5.5.3. Additional Stock Awards. In addition, NuGene may xxxxx Xxxxxxxx additional stock awards at such times and on such terms as may be decided from time to time by the Board or its Compensation Committee, in its sole discretion.
5.6 Expenses.
5.6.1. Ordinary Business Expenses. Kharazmi is authorized to incur reasonable expenses in the conduct of his services to NuGene as CMO, including expenses for meals, travel, and other similar items. NuGene shall prepay or reimburse Kharazmi for all such expenses.
5.6.2. Expense Prepayment and Reimbursement Procedures. All prepayments and reimbursements of Kharazmi’s expenses pursuant to this Section 5.6 are subject to Kharazmi’s provision of invoices, an itemized accounting, or other appropriate documentation evidencing such expenses no later than three (3) months following the date such expenses were incurred.
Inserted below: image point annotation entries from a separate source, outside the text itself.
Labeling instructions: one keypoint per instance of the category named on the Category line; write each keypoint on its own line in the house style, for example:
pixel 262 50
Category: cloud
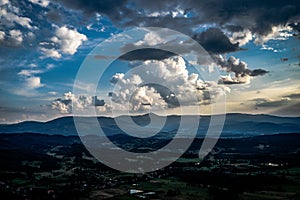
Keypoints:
pixel 50 53
pixel 215 41
pixel 167 84
pixel 33 82
pixel 242 75
pixel 14 38
pixel 277 33
pixel 29 72
pixel 67 40
pixel 52 93
pixel 64 104
pixel 2 35
pixel 9 16
pixel 293 96
pixel 264 20
pixel 147 54
pixel 241 37
pixel 42 3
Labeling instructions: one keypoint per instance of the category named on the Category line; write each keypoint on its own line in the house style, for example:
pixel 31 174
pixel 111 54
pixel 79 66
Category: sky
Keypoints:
pixel 253 45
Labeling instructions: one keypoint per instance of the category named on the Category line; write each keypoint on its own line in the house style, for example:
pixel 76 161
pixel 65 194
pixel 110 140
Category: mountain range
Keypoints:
pixel 236 125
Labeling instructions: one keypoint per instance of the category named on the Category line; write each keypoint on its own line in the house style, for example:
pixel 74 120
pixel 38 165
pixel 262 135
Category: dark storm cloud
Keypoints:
pixel 257 16
pixel 293 96
pixel 242 73
pixel 215 41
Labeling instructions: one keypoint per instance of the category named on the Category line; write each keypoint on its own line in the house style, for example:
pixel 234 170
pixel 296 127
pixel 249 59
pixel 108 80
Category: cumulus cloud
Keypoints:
pixel 50 53
pixel 64 104
pixel 33 82
pixel 29 72
pixel 242 74
pixel 43 3
pixel 241 37
pixel 14 38
pixel 215 41
pixel 67 40
pixel 167 85
pixel 277 33
pixel 9 16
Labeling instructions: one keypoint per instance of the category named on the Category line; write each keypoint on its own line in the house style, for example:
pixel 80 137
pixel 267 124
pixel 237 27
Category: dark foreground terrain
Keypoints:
pixel 39 166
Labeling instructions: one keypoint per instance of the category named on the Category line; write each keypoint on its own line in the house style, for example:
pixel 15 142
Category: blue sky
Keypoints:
pixel 43 43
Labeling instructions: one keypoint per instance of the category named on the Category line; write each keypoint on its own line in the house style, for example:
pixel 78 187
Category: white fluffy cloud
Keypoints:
pixel 277 33
pixel 2 35
pixel 43 3
pixel 50 53
pixel 16 36
pixel 162 84
pixel 33 82
pixel 82 102
pixel 9 16
pixel 238 71
pixel 150 39
pixel 242 37
pixel 68 39
pixel 3 2
pixel 65 41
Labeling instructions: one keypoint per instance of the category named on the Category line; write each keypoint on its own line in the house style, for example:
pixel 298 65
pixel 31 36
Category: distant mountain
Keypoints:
pixel 236 125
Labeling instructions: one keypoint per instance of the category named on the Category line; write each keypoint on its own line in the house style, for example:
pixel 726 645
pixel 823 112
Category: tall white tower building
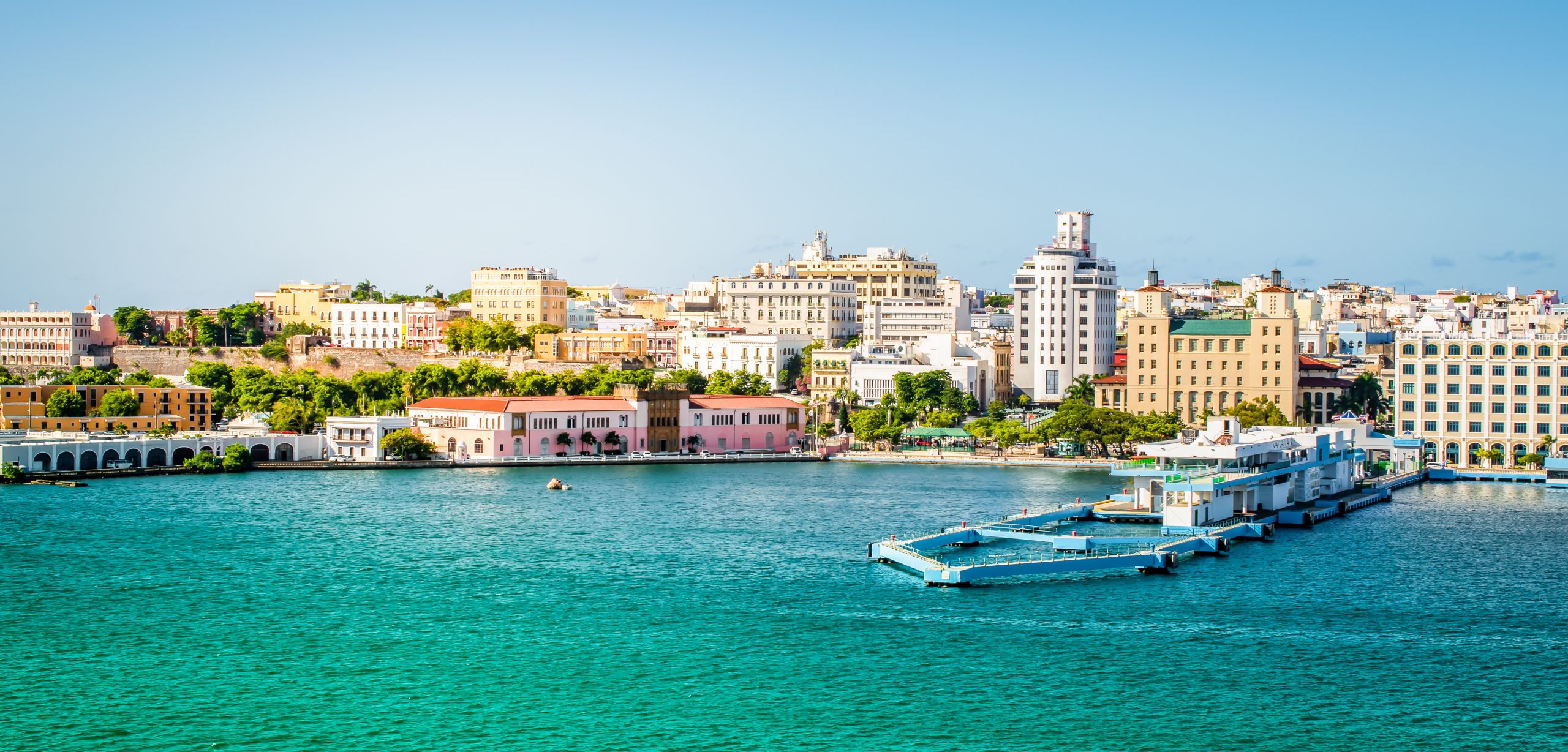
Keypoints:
pixel 1065 309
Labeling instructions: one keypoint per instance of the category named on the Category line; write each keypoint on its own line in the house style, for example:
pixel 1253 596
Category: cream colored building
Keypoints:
pixel 304 303
pixel 777 301
pixel 880 273
pixel 1465 392
pixel 522 295
pixel 1210 364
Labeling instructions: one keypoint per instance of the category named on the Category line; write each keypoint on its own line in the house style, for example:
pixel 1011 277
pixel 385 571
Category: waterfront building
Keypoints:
pixel 598 347
pixel 1465 392
pixel 970 366
pixel 369 325
pixel 1210 364
pixel 1227 470
pixel 731 348
pixel 878 274
pixel 664 420
pixel 360 436
pixel 55 339
pixel 778 301
pixel 65 452
pixel 187 408
pixel 304 303
pixel 522 295
pixel 1065 301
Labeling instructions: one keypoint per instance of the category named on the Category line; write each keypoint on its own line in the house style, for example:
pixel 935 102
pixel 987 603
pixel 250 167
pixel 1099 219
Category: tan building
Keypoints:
pixel 522 295
pixel 590 347
pixel 777 301
pixel 1196 366
pixel 189 408
pixel 882 273
pixel 304 303
pixel 1463 394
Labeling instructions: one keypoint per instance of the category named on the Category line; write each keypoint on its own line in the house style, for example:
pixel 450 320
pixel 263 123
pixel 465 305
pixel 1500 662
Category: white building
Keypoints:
pixel 52 337
pixel 360 436
pixel 729 348
pixel 369 325
pixel 777 301
pixel 1065 301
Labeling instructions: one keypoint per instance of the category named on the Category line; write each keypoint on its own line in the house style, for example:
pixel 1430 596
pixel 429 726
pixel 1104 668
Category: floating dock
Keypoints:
pixel 1085 554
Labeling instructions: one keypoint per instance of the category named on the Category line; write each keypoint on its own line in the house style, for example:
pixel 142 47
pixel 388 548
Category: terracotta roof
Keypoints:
pixel 1322 383
pixel 728 402
pixel 524 403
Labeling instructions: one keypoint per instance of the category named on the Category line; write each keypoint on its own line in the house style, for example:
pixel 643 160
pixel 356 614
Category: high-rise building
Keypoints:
pixel 878 274
pixel 1065 306
pixel 521 295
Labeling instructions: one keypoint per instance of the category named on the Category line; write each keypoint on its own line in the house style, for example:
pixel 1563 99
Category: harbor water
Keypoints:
pixel 733 608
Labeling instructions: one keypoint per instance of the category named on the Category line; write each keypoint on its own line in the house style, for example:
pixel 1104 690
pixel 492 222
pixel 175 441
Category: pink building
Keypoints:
pixel 629 420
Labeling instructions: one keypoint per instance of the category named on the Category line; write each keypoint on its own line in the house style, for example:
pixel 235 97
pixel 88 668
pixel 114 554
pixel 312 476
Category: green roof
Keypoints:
pixel 1219 326
pixel 935 433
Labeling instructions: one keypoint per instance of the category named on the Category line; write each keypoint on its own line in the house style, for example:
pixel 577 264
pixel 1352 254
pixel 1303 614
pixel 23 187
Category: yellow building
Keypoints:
pixel 304 303
pixel 882 273
pixel 189 408
pixel 590 347
pixel 1196 366
pixel 522 295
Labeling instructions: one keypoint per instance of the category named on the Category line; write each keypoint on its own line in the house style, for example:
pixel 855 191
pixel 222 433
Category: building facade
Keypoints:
pixel 522 295
pixel 1462 394
pixel 882 273
pixel 1065 306
pixel 369 325
pixel 777 301
pixel 57 339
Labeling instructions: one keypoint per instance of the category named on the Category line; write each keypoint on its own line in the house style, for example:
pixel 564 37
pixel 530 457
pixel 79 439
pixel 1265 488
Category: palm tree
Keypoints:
pixel 1081 389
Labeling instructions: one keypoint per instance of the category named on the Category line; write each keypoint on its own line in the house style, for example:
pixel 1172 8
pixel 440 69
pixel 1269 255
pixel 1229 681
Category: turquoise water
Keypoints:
pixel 731 608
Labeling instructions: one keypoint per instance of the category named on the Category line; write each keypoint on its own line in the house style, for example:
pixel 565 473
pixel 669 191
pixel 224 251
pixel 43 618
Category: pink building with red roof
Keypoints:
pixel 631 420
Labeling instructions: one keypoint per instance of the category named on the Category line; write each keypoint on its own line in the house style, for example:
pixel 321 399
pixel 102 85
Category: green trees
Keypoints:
pixel 1258 413
pixel 407 444
pixel 132 323
pixel 119 403
pixel 66 403
pixel 236 458
pixel 206 462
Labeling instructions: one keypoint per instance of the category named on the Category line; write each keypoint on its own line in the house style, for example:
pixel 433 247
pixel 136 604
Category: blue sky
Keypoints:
pixel 176 156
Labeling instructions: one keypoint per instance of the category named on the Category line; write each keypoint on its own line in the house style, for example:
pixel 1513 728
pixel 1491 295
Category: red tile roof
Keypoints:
pixel 729 402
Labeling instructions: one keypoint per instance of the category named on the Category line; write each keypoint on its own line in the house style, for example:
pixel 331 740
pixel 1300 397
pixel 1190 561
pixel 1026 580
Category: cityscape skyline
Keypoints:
pixel 410 145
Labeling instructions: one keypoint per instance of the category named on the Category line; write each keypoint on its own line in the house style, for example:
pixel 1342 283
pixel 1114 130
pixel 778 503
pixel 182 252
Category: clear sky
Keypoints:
pixel 189 154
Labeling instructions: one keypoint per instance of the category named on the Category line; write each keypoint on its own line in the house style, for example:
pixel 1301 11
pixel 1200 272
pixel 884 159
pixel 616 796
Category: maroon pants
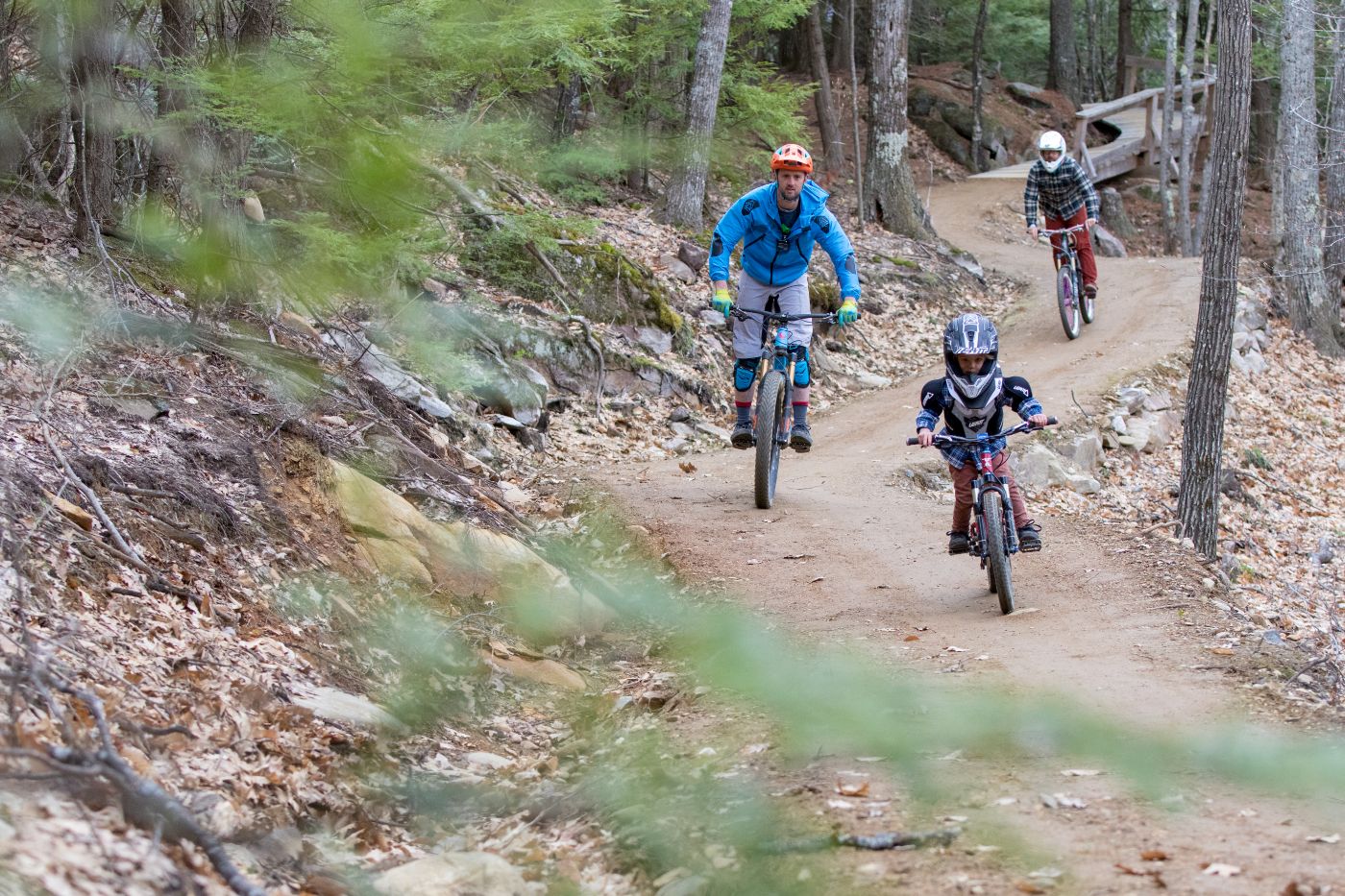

Any reimbursement payment shall be made by NuGene as soon as practicable following its receipt of such documentation, but in no event later than the end of Kharazmi’s taxable year following the year in which Kharazmi incurred such expenses.
5.7 Indemnification. NuGene shall indemnify Kharazmi to the fullest extent permitted by NuGene’s Bylaws and applicable Nevada law. The Parties further agree that all liabilities incurred by Kharazmi in his capacity as CMO or Vice-Chairman shall be incurred for the account of NuGene, and Kharazmi shall not be personally liable therefore. Kharazmi shall not be liable to NuGene, or any of its respective subsidiaries, affiliates, employees, officers, directors, agents, representatives, successors, assigns, stockholders, and their respective subsidiaries and affiliates, and NuGene shall, and hereby agrees to, indemnify, defend and hold Kharazmi harmless from and against any and all damages and/or loss or liability (including, without limitation, all cost of defense thereof), for any acts or omissions in the performance of service under and within the scope of this Agreement on the part of Kharazmi, other than for acts which are deemed to be grossly negligent or criminal in nature.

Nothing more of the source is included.